My apologies to any Buddhists reading this. I don’t fuss with flies outside. I don’t have a bug zapper, I’m not an awful person. But I can’t abide flies inside. If I can’t get them to fly back out the door they flew in, then they die.

Research shows flies have legs, they don’t really have hands. But they do, for biological reasons, rub their legs to eliminate any dirt that might alter their sensors, which are used to determine what is food. Ralph is correct on that. (1)

Flies have precise vision, can see at a 360 degree angle (can see behind them), and process information from eye to brain faster than humans, all of which makes it hard to sneak up on them. To them, we are moving in slow motion. So even though they don’t fly fast, they are hard to swat. I am correct on that. (1)

Researchers Michael Dickinson and Gwyneth Card have determined the secret to a fly’s evasive maneuvering and have given us a strategic method for swatting them. (2)

Long before the fly leaps, its tiny brain calculates the location of the impending threat, comes up with an escape plan, and places its legs in an optimal position to hop out of the way in the opposite direction. All of this action takes place within about 100 milliseconds after the fly first spots the swatter.

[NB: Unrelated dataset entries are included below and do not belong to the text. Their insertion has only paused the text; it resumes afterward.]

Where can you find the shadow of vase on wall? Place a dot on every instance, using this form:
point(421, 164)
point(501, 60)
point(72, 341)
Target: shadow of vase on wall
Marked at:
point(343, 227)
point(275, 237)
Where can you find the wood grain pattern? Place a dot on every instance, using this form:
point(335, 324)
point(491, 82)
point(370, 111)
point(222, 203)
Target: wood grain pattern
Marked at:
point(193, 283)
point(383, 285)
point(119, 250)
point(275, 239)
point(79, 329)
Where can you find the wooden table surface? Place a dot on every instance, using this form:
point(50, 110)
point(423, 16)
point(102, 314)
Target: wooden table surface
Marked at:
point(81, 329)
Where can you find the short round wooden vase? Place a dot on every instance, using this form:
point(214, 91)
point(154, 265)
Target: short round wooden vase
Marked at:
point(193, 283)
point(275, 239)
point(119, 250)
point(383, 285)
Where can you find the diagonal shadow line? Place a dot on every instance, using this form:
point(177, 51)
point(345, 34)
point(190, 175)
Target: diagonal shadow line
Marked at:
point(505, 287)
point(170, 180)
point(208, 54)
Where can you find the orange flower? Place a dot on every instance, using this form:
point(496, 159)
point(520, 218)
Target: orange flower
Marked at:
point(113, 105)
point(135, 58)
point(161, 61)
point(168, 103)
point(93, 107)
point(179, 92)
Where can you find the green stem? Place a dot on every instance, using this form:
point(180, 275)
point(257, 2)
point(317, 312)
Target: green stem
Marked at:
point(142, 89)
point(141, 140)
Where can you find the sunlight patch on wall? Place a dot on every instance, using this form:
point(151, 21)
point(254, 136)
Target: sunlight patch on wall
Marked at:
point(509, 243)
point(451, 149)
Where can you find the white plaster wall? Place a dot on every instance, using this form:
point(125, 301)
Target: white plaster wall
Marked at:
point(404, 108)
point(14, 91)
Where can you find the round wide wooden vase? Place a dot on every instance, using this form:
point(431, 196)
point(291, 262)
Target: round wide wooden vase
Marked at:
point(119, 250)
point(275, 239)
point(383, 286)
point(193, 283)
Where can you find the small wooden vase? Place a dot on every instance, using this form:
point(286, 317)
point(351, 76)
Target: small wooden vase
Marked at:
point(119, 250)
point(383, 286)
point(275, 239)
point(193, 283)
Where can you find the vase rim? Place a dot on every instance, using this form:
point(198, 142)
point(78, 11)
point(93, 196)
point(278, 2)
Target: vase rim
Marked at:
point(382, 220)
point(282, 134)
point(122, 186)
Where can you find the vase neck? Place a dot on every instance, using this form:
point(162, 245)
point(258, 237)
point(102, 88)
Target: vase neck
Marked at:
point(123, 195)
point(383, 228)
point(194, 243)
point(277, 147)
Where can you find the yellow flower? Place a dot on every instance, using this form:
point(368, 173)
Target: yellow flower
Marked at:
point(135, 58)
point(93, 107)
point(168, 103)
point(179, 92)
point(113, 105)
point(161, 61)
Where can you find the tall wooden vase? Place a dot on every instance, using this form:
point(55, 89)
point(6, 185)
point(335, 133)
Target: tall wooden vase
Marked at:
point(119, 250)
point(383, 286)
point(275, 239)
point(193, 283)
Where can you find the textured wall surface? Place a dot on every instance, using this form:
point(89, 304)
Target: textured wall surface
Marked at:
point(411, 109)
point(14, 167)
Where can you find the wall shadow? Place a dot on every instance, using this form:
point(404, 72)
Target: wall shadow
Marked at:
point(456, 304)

Dickinson’s research also suggests an optimal method for actually swatting a fly. “It is best not to swat at the fly’s starting position, but rather to aim a bit forward of that to anticipate where the fly is going to jump when it first sees your swatter,” he says.

But do they need to jump to start flying? Dickinson did say they hop, but didn’t specify that as a precondition for flying. Further online research reports did not yield a specific answer to this question before I ran out of patience with clicking and reading.

“There’s a trick to it.” I feel like there’s a lot of life that’s like this. Despite my best efforts, my diligence, my willingness – there’s some small piece of information I just don’t know that keeps success out of reach. How to look effortlessly stylish, how to wake up happy, how to get shit done, how to train a reactive dog to not react, how to be cheerful and enthusiastic about a carb-free diet, how to clean house without getting sidetracked, how to not feel guilty for whiling away the hours daydreaming, how to keep plants alive. I would sure like to know the answer to these questions without reading through a bajillion hits on Google to find out.